Il avait peint des cercles. Ou plutôt des sphères, le mot est sans doute plus juste. L'aspect brillant et les nuances de couleur donnaient un étrange relief à cet alignement de sphères. Elles étaient toutes de différentes tailles, se superposant légèrement, et l'ensemble formait une autre sphère, énorme. Le fait de parvenir à un cercle aussi parfait à la bombe me paraissait en soi un tour de force. Ces sphères luisantes représentaient de toute évidence quelque chose d'inorganique, pourtant cet ensemble évoquait aussi une créature vivante.
Haru travaillait avec des gestes rapides, sans interrompre un instant sa tâche. Il agitait légèrement la bombe de peinture qu'il tenait à la main, ce qui produisait un petit bruit sec rythmé. À peine avais-je vu diriger le spray vers le mur que son bras exécutait déjà un grand mouvement de rotation et qu'une gerbe de couleurs se fixait sur la paroi. Haru a reposé la bombe par terre, en a saisi une autre en jetant à peine un coup d'œil vers le bas, l'a agitée à son tour. De nouveau, le même chuintement, le même mouvement de bras, et le jet de peinture. Puis il a changé de position et s'est accroupi pour colorer le bas du mur, avec des gestes souples du poignet.
J'avais l'impression d'assister à une danse ou une pantomime, et j'ai repensé à Haru en train de donner des coups de pied dans des sacs-poubelle comme un forcené, quand il était lycéen. Ça m'a fait frissonner de superposer cette vision du passé à sa silhouette en train de peindre devant moi. J'ai secoué la tête en hâte pour chasser ces images.
La voix de Haru m'a aidé à reprendre mes esprits:
"Tiens, Izumi, tu es là depuis quand?"
En un instant il était à côté de moi. Il a baissé sa capuche, enlevé son masque et ses lunettes. J'ai regardé ma montre: minuit dix. Cela faisait quarante minutes que j'étais là.
"Un petit moment. Tu as terminé?
- En fait, une peinture, ce n'est jamais terminé. Mais bon, disons que je m'arrête là.
- C'est génial, ce que tu as fait, dis donc!"

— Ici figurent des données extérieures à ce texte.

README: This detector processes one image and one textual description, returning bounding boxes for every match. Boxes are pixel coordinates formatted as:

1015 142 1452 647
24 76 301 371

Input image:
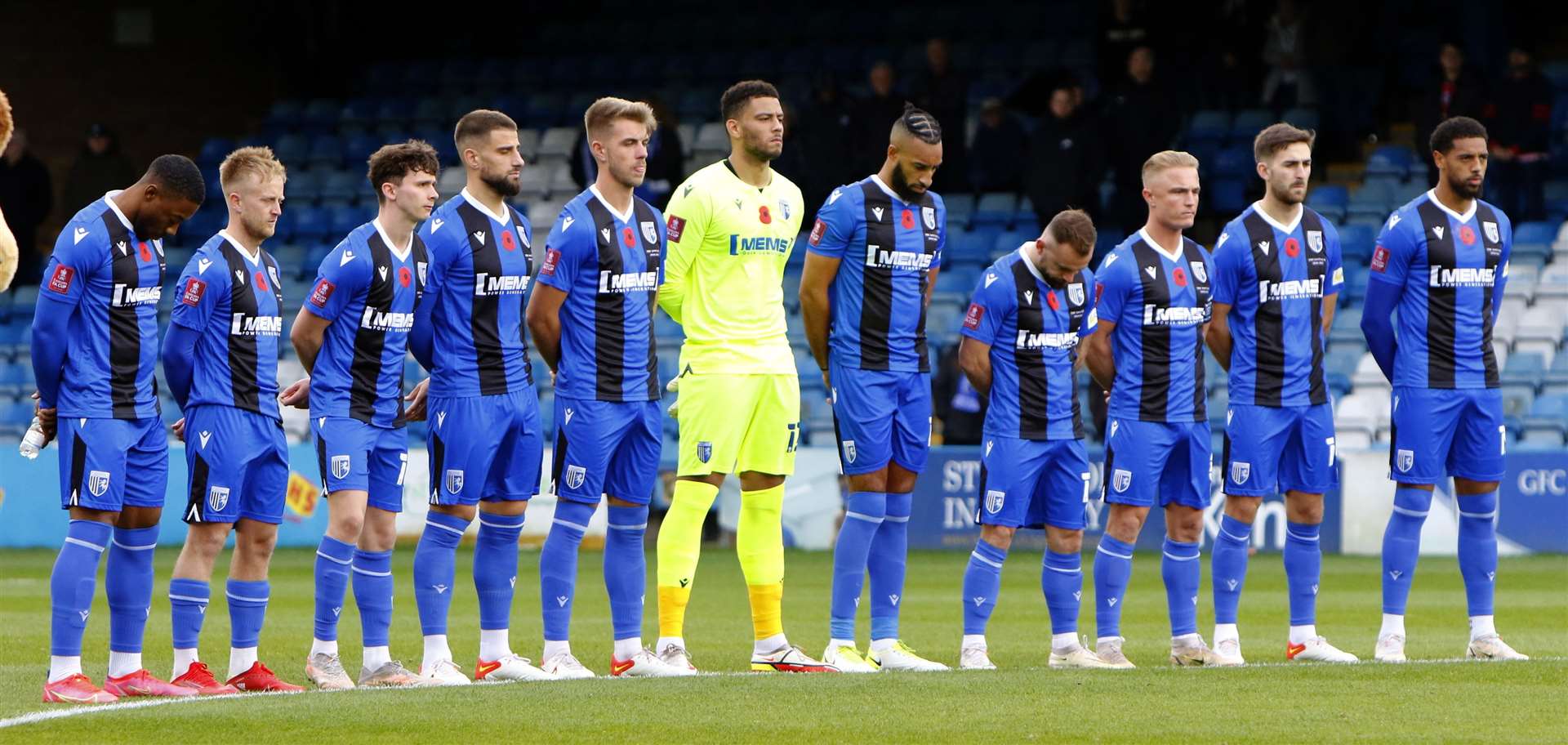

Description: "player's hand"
403 378 430 422
278 375 310 409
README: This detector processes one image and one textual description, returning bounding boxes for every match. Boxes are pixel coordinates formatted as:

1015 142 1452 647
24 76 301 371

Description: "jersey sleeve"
38 223 108 307
304 240 370 322
1370 212 1419 285
538 206 596 293
806 186 854 259
958 266 1018 343
169 251 229 331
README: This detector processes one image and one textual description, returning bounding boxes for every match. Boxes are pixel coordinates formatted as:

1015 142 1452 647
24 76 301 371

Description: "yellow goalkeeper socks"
658 480 718 637
735 484 784 640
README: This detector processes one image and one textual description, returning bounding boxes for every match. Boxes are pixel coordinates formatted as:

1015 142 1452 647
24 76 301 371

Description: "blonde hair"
583 96 658 140
218 147 288 194
1143 150 1198 185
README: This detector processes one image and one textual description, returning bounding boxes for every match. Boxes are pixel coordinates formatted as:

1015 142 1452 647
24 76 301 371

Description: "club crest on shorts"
88 471 108 497
985 489 1007 515
207 486 229 513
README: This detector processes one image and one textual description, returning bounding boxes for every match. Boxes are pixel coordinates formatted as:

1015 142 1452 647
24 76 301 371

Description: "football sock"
1383 486 1432 617
414 510 469 637
656 479 718 640
828 491 888 640
604 505 648 643
735 483 784 640
1209 515 1253 624
49 520 113 658
539 499 596 641
1160 538 1203 637
1094 533 1132 638
1040 549 1084 636
964 539 1007 636
867 493 912 640
1284 522 1323 633
474 511 523 629
312 535 354 643
1457 491 1498 617
353 549 394 652
104 525 158 655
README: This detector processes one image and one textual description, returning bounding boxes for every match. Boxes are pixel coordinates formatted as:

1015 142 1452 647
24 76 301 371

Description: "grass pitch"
0 547 1568 745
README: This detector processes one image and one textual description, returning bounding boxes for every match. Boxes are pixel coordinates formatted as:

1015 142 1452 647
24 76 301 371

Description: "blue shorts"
1388 386 1508 484
1220 403 1338 497
975 435 1091 530
830 363 931 475
550 395 665 505
425 387 544 505
310 417 408 513
1101 417 1214 510
58 417 169 513
185 406 288 525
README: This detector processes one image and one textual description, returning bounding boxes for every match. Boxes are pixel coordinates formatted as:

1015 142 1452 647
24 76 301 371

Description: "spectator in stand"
63 124 141 216
1486 46 1552 223
1106 47 1183 225
1026 80 1106 225
1414 41 1486 185
0 128 51 284
969 99 1028 196
911 39 969 193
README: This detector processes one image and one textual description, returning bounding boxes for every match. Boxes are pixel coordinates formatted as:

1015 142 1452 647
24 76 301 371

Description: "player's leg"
104 417 196 698
657 373 740 655
867 373 947 670
1447 389 1529 660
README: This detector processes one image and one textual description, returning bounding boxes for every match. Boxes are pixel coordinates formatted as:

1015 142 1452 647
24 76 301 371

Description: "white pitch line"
0 657 1568 729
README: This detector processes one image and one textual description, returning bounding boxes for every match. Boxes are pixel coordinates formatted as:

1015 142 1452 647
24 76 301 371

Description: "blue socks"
828 491 888 641
964 541 1007 636
1284 522 1323 626
1383 486 1430 617
169 578 210 649
1094 533 1132 637
871 494 912 641
49 520 113 657
1459 491 1498 617
104 525 158 653
312 535 354 641
414 510 469 637
1160 538 1203 637
353 549 394 646
227 578 270 649
1040 549 1084 634
604 505 648 640
1209 515 1254 622
474 513 523 631
539 499 589 641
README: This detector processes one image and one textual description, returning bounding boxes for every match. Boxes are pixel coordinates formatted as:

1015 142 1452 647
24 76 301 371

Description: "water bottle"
16 417 46 461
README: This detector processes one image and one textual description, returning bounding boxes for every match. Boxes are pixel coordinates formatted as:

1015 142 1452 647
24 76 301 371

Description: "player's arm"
658 181 709 323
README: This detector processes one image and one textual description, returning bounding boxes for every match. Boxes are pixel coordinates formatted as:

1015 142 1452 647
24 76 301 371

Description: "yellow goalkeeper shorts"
677 372 800 475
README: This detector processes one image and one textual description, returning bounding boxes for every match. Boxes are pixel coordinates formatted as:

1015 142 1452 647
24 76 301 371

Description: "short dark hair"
368 140 441 204
452 108 518 152
718 80 779 121
1428 116 1486 152
1046 210 1098 256
892 102 942 145
143 155 207 206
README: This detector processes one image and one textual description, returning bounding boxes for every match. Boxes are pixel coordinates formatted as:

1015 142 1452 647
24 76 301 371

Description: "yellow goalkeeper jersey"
658 160 806 375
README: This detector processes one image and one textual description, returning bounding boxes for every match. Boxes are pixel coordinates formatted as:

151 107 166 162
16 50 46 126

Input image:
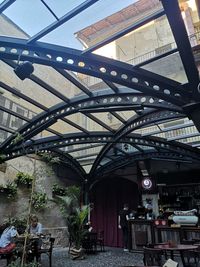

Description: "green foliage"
12 133 24 145
16 172 33 186
16 172 33 186
4 217 27 234
57 186 89 249
8 258 40 267
31 192 48 211
52 183 67 196
0 182 17 198
67 206 89 249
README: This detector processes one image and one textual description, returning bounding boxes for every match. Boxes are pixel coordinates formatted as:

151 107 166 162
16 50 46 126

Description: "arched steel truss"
0 37 191 106
91 151 199 181
0 88 181 149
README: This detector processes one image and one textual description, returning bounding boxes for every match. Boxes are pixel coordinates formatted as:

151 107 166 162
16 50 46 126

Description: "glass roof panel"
49 120 80 134
88 112 122 130
66 113 111 131
34 64 82 99
116 110 136 121
4 0 55 36
142 52 188 83
4 0 136 49
0 63 61 111
69 143 103 158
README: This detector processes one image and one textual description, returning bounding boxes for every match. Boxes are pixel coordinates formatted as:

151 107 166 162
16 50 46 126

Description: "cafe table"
154 244 198 266
14 234 40 262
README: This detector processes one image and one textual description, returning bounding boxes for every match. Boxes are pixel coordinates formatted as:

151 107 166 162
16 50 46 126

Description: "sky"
0 0 136 49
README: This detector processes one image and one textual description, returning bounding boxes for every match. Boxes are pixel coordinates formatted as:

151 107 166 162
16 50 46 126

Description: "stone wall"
0 155 80 249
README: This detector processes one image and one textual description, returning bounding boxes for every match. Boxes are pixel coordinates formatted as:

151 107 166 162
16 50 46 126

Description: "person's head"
124 203 128 210
30 215 38 227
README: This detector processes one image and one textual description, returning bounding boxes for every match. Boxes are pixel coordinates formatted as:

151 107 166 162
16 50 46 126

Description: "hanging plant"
52 183 66 196
31 192 48 211
16 172 33 187
0 182 17 198
12 133 24 145
4 217 27 234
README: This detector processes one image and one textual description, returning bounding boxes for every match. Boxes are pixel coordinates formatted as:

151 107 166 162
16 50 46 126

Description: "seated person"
29 215 42 235
0 224 18 253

Il n'avait pas seulement peint des sphères reliées les unes aux autres. Les différentes couleurs s'étaient subtilement mélangées et l'ensemble donnait une sensation étrangement oppressante. Il avait utilisé plusieurs tons à dominante bleu clair. Il en émanait à la fois la luminosité rafraîchissante du ciel de l'aube et l'insondable silence du cœur de la nuit. Je me suis perdu dans la contemplation de cette œuvre. Profitant de ce moment d'inattention, l'odeur violente du solvant m'a de nouveau pris à la gorge et fait suffoquer.
"C'est chouette et cafardeux à la fois, a dit Haru.
- Chouette et cafardeux, c'est paradoxal, non?
- Le paradoxe est partout, a jeté Haru comme si ça tombait sous le sens.
- (...)"
- (...)"
Haru a pour tâche de nettoyer les tags de la ville - mais comme lui-même est un artiste, parfois il a le droit de réaliser une fresque, comme là, dans un souterrain. Son frère, Izumi, est sans doute son plus fervent admirateur, avec son père.
Peut-on considérer que la description de la technique de peinture de Haru constitue une métaphore de la technique d'écriture? Les différentes sphères de la fresque de Haru peuvent en tout cas être vues comme les enchevêtrements des différents chapitres du roman d'Isaka, complexe, mêlant références scientifiques et citations littéraires, réflexions philosophiques et questions éthiques, structure de polar et envolées poétiques... (l'incipit est une merveille de poésie et d'incongruité - à découvrir ici, si on le souhaite). Ajoutons que l'auteur n'hésite pas à s'attaquer à un thème très fort, celui du fondement même de la famille - au delà de l'hélice d'ADN, qui parcourt le livre.
Un livre tout à fait original et intelligent, sur le lien fraternel, la filiation, et bien au delà.